Curated by Giuseppe Pizzuto
Critical essay by Nina Bassoli and G. Matta
Jacopo Ceccarelli, also known as 2501 (Milan, 1981) is among the most important Italian artists in the current Urban Art scene. The artist has participated in numerous exhibitions and festivals all over the world, showing in prestigious institutions like the Center for Contemporary Art Luigi Pecci in Prato, the Milan Triennale, and the MACRO in Rome. In 2013, he participated in Back 2 Back to Biennale, an official satellite event of the 55th Venice Biennale, and in the same year he has installed permanently one of his works at the Palazzo Collicola Museo Carandente in Spoleto, with the street art project Onthewall.

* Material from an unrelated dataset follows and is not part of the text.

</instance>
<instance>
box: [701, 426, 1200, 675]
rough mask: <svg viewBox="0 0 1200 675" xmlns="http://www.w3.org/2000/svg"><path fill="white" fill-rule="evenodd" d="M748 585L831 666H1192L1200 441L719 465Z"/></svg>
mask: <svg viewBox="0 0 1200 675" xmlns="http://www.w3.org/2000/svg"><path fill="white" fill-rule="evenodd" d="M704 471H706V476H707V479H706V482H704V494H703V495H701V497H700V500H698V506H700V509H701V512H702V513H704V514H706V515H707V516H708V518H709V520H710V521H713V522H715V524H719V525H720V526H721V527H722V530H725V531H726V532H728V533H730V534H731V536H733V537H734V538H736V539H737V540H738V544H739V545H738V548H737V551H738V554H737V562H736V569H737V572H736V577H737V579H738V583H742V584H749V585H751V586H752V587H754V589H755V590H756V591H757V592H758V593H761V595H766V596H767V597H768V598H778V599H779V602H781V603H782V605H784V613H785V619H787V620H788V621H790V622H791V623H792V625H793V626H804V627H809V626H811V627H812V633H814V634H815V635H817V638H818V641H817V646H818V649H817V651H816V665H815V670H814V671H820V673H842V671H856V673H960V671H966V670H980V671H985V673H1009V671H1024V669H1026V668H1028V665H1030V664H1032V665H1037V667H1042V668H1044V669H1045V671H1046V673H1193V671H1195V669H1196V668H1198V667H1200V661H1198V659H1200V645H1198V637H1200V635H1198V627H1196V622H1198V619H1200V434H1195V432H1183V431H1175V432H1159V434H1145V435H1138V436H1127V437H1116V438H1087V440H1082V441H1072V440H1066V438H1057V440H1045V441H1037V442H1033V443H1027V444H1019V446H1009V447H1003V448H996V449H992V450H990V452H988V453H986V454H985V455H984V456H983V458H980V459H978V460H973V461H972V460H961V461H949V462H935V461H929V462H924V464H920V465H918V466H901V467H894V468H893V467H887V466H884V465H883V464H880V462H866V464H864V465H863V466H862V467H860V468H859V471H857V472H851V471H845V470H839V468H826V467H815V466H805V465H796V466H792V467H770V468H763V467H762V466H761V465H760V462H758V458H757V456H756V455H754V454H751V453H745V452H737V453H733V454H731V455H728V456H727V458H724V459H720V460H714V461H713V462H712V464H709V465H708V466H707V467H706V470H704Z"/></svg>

In 2009, 2501 won the Street Art Award at the Metropolis Art Prize 2009 with the video Mask, projected in Times Square, NYC and in 2015, he showed at the Internazionali BNL d’Italia at the Foro Italico, Rome, in a project created in collaboration with Wunderkammern.
2501 began painting at the age of 14 in his hometown of Milan. After living in São Paulo, Brazil, where he came in contact with the school of South American graffiti, the artist began experimenting with a range of techniques and materials, combining painting on canvas, mural painting, sculpture, installation, photography, video, and documentary. The Milanese artist’s style is distinct from that of other artists for his sinuous and overwhelming wavy lines that invade the work surface, transforming it and giving it a feeling of movement and three-dimensionality. The work becomes hypnotic, capable of activating the imagination and the interpretation of the observer, conjuring images and possible visions. In order to create this effect, 2501 focuses on the simple chromatic pairing of black and white, at times embellished by the color gold.

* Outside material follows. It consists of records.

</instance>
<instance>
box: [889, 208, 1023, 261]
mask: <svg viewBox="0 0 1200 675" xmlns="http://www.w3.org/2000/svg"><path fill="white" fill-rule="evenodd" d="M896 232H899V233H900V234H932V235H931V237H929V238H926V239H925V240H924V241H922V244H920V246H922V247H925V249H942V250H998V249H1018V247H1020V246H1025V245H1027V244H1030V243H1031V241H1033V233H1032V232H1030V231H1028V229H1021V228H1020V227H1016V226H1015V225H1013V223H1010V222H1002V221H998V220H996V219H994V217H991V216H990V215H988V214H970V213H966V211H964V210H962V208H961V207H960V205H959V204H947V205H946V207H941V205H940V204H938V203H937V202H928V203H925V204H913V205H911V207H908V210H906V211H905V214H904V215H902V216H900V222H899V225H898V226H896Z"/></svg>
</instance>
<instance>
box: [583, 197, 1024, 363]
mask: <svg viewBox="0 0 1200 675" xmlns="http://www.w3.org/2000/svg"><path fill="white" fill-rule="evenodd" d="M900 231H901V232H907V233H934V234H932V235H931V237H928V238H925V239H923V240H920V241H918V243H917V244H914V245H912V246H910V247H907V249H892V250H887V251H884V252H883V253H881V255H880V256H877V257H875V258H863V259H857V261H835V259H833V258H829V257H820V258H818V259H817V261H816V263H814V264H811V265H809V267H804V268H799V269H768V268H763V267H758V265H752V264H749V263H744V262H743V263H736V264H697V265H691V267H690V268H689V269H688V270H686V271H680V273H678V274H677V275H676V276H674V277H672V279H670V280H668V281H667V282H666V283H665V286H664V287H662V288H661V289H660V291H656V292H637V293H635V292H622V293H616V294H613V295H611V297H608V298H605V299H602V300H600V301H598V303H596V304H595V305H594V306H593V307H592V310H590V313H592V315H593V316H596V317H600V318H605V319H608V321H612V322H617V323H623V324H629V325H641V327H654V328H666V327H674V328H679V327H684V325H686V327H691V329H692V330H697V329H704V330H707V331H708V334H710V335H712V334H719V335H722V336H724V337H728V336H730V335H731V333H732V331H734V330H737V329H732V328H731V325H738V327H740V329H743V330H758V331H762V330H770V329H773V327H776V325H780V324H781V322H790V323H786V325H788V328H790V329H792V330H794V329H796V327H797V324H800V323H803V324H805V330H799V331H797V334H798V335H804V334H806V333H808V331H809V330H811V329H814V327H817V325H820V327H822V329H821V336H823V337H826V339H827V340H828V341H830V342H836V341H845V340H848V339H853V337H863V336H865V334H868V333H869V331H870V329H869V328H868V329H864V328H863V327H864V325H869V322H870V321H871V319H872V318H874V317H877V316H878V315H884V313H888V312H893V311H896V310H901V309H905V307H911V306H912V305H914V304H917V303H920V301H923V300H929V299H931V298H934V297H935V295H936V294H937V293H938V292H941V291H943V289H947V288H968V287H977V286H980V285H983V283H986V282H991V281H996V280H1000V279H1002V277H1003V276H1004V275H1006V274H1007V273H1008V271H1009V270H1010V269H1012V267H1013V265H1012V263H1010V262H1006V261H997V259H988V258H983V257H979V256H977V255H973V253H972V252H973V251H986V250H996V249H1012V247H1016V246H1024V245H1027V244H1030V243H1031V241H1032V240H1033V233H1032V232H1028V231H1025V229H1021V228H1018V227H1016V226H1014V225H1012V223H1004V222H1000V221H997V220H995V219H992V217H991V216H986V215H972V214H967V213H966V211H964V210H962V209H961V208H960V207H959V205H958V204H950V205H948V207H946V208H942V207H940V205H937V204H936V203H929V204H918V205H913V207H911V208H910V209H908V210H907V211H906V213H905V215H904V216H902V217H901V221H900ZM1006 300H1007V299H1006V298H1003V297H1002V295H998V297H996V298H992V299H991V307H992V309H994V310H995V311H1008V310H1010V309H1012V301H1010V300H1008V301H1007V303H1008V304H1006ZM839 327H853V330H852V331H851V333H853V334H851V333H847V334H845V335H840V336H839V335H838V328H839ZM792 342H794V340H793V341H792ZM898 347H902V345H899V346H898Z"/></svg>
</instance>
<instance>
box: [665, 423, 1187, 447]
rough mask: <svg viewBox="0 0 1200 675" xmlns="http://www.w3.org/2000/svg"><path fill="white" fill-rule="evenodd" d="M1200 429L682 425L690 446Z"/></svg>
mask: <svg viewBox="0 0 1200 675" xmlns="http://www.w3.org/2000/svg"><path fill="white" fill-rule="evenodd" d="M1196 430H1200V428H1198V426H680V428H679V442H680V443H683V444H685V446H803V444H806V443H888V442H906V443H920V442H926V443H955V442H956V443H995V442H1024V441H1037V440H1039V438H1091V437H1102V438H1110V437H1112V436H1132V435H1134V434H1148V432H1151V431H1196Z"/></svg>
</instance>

The solo show at Wunderkammern was the final part in a trilogy of exhibitions developed for the project Nomadic experiment, after those in Miami and Los Angeles. The reflection of the artist for this project began with the condition that characterizes our contemporaneity, always “on the brink of disaster” as it is articulated by fast, frenetic, fleeting times, which induce a constant mutation of our way of life. The artist indulges this condition by moving, exploring, experimenting new forms, materials, and ideas. The practice of nomadism implies a continuous wandering, briefly adapting to the places traveled before departing once again towards unknown lands. There are no spatial or temporal limitations, nor roadblocks or constraints: 2051’s production of images follows the geographical, but also mental and emotional, meandering of the artist.

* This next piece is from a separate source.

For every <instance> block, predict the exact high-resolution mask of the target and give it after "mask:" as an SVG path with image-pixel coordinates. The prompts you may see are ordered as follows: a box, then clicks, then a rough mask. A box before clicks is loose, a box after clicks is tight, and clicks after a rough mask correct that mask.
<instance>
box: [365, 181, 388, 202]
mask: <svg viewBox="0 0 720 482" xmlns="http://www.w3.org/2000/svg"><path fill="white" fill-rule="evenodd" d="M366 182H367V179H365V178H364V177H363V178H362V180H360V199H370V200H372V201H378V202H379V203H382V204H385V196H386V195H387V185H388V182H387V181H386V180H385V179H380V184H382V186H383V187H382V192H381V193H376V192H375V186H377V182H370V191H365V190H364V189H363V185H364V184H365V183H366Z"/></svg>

The show Nomadic experiment – on the brink of disaster was arranged as an aesthetic exploration which could be experienced on many levels, in relation to the architectural space of the gallery and to the diversified production of the artist. On the ground floor 2501 presented brand new works created using various techniques and materials: paintings on wood, canvas and paper, ceramic installations, and photographs. In addition, the “shreds” were on display – fragments of material, painting and plaster, taken from interior and exterior walls on which the artist worked. On the lower level, 2501 exhibited two videos and “The Machine”, a mechanized installation with which the observers could interact, thus becoming participants in the artistic narration.
For Nomadic experiment – on the brink of disaster, 2501 created a large exterior mural in the public space. Furthermore, in February 2015 the Milanese artist finished the public installation Axonometry of the circle (Istituto Manzi – Via de Magistris 15) for the Wunderkammern project Light Up Torpigna! The critical essay for the solo show at the gallery was curated by Nina Bassoli and G. Matta.
Nomadic experiment – on the brink of disaster was the concluding exhibition of Wunderkammern’s artistic project Limitless, after the solo shows by the artists Sam3 (Spain), L’Atlas (France), Sten Lex (Italy) and Alexey Luka (Russia). Limitless explored the concept of limitation in its possible shapes and manifestations, designating Art as the preferred means of overcoming barriers that we are subjected to on a daily basis, and for reflecting on limitless reality.